If two clients to the same attorney in the same action have the same interests and those interests aren’t adverse, then there can be privileged communication if they fall under (3).
(3) For the purpose of giving or getting legal advice
Work Product Protection
Work product protection covers documents and tangible things prepared in anticipation of litigation. See FRCP Rule 26(b)(3). It also covers a lawyer's opinions and mental impressions in some circumstances. See Hickman v. Taylor (1947). There are interpretation problems, though, because Hickman didn’t make it verbatim into Rule 26.
Work product protection is available only if material is produced in anticipation of litigation. Tests to determine this look at the date a document came into existence, the date of attorney involvement, and the date on which suit was first filed or threatened. Material generated in the ordinary course of business is not considered to have been developed in anticipation of litigation.
The rationale for protection is that allowing opinions, strategy, and mental impressions to be discovered would reduce the quality of lawyering and encourage sharp practices. It would be unfair and create a free rider problem; although the aggregate costs of litigation would decline if it could be discovered, the burden would shift almost entirely to one side. Finally, there is the issue of privacy. It is unseemly to some to allow one lawyer to go through another’s thought process. When litigation has ended, the question arises as to whether the protection should extend to a second, unrelated litigation. Some courts rule that protection only endures in related litigation.

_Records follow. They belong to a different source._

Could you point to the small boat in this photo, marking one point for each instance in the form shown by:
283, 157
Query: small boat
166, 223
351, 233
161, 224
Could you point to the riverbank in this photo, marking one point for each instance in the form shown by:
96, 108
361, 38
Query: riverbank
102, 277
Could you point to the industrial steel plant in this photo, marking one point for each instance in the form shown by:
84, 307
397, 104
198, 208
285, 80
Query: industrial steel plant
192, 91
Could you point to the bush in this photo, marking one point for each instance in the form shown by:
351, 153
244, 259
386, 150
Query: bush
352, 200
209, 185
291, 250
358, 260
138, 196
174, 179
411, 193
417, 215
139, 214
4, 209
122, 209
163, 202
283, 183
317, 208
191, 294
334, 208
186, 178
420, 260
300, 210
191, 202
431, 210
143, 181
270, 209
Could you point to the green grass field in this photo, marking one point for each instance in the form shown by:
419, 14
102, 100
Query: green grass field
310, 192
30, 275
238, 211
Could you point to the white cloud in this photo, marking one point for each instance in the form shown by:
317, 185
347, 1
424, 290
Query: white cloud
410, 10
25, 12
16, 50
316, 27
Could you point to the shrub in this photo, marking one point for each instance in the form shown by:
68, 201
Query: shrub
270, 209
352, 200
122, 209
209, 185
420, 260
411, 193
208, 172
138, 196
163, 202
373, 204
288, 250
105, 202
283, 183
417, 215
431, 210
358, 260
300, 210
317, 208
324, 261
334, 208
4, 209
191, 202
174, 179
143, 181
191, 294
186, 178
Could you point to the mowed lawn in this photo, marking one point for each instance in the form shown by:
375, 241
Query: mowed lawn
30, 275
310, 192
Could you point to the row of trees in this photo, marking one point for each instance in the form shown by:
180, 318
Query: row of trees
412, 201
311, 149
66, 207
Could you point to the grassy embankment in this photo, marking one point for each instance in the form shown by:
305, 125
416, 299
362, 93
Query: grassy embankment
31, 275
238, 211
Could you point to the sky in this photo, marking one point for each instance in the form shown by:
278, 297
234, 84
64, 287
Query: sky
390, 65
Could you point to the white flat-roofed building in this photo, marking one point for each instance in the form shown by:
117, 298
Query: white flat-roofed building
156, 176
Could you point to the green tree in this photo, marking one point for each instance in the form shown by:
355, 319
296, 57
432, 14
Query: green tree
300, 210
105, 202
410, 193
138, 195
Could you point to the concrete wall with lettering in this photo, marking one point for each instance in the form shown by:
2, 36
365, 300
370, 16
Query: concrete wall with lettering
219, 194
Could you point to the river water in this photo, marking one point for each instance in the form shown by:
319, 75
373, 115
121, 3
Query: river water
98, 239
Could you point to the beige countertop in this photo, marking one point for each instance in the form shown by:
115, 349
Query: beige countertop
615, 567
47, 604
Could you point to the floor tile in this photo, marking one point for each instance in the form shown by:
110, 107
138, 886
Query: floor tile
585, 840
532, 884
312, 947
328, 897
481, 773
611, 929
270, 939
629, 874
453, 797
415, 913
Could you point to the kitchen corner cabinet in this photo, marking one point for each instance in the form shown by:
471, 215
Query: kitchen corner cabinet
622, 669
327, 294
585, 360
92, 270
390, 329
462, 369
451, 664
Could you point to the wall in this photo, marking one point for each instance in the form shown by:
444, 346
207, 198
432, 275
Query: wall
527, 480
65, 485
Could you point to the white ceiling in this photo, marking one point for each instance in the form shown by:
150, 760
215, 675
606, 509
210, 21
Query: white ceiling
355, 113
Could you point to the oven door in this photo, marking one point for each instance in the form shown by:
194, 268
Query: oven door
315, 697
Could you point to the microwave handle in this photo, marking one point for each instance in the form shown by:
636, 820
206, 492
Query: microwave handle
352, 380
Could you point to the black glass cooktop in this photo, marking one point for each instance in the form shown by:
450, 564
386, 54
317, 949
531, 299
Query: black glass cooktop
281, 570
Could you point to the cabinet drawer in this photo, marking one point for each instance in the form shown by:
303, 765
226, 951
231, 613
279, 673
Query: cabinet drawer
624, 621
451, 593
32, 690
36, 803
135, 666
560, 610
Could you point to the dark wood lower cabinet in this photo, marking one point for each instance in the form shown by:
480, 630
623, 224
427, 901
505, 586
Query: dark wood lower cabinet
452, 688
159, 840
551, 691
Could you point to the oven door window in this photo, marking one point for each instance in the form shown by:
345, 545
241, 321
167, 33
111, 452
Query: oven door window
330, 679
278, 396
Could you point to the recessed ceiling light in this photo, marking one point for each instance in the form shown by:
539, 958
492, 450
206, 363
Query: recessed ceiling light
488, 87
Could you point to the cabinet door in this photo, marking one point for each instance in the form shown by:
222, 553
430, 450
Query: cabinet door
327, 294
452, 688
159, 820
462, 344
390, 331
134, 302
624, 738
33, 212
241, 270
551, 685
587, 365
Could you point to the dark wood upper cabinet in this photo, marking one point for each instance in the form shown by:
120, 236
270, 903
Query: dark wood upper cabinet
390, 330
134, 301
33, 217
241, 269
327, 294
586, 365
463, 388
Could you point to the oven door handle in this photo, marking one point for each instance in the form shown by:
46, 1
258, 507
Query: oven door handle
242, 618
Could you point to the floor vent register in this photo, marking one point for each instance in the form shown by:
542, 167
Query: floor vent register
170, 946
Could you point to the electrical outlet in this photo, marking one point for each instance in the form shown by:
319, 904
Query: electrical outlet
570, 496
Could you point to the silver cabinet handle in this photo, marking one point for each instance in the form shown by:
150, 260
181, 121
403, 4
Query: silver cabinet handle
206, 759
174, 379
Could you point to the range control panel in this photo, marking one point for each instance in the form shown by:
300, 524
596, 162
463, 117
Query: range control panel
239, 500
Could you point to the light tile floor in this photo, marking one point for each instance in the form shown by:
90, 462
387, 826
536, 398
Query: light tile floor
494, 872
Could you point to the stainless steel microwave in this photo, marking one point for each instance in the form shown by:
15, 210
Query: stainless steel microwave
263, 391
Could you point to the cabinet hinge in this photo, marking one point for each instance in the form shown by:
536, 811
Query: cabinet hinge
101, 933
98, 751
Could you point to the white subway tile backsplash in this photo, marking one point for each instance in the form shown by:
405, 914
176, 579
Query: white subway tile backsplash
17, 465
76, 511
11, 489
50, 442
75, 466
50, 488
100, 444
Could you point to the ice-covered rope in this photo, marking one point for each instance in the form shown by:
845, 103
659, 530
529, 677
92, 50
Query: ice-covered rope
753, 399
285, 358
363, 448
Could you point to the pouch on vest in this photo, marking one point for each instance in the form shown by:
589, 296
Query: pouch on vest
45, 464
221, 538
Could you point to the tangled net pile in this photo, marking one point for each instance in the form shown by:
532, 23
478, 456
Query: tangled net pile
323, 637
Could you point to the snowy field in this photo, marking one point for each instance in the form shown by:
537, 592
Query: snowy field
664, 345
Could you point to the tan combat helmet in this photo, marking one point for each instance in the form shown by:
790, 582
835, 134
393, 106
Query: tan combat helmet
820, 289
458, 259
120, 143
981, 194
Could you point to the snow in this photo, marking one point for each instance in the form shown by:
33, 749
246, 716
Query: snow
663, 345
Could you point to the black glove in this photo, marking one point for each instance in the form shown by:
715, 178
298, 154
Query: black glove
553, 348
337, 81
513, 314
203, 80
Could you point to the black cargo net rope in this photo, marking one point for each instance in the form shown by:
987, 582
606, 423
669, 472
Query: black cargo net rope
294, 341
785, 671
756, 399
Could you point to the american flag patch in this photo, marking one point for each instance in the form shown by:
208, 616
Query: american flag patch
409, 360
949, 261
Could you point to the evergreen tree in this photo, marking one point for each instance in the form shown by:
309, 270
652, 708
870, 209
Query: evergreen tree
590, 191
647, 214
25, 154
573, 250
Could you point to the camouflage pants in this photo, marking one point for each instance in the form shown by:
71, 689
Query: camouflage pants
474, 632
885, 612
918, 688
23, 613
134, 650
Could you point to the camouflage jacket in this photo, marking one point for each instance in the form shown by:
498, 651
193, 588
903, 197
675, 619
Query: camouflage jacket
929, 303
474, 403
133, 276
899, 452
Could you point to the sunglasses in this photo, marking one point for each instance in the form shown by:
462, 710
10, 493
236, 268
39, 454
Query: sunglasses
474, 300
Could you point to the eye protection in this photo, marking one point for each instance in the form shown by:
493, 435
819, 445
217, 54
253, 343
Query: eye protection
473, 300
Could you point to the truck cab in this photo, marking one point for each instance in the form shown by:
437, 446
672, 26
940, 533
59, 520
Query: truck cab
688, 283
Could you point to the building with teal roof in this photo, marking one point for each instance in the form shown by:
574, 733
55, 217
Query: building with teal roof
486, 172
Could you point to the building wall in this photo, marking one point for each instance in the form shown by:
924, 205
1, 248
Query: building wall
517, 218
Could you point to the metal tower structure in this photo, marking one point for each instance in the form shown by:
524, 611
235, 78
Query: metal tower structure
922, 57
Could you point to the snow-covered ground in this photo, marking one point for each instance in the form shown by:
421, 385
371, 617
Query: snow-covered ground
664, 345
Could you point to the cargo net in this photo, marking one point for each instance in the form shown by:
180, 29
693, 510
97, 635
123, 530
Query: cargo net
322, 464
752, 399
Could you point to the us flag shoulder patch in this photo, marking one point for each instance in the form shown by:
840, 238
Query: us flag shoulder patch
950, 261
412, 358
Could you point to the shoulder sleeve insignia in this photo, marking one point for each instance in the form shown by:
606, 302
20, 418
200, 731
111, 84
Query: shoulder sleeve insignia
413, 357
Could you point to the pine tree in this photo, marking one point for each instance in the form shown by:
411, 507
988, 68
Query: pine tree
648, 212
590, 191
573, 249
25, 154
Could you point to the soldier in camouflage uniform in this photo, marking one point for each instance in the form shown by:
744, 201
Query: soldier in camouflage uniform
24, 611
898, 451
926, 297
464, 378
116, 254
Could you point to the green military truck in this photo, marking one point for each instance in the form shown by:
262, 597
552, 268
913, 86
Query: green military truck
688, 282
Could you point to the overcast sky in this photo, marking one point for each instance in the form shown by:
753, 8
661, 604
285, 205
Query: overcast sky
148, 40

In almost all jurisdictions the holder (owner) of attorney-client privilege is the client, and the holder of the work product protection is the attorney. It matters who holds it, because someone has to raise the privilege or protection (failure to do so is a waiver). The attorney can raise the attorney-client privilege on behalf of client, but the "vice versa" isn’t true for work product.
Hickman and Rule 26 distinguish between fact (qualified protection) and opinion (almost absolute protection) work product. A court must protect mental impressions, conclusions, opinions, legal theories. The problem is that sometimes there is not a clear division between fact and opinion. There are two requirements to get factual work product: substantial need and undue hardship. The easiest situation to get work product is where a witness has very important information and has died. The standard of review is abuse of discretion.
Expert Work Product
Expert work product has value because one side had to pay to get it. It is divided into two kinds: consulting experts and trial experts. Consulting experts are only for trial preparation, and with them there is almost absolute protection, with one exception: for a showing of exceptional circumstances (money isn’t enough; a better situation is where a sample can only be tested once). Consulting experts can also be in-house employees who ordinarily could be called as witnesses, but now claim to be consulting experts who won’t testify. The employees in In Re Shell Oil Refinery (1990) reported directly to outside counsel, and it wasn’t their regular duty to prepare for trial. That case held that in-house experts can be treated as experts “retained or specially employed” in anticipation of litigation if court decides to do so, decided on a case-by-case basis.
If an expert is going to testify at trial, then the opposing party gets everything, including privileged information given to the expert, such as work product, information otherwise protected by the attorney-client privilege.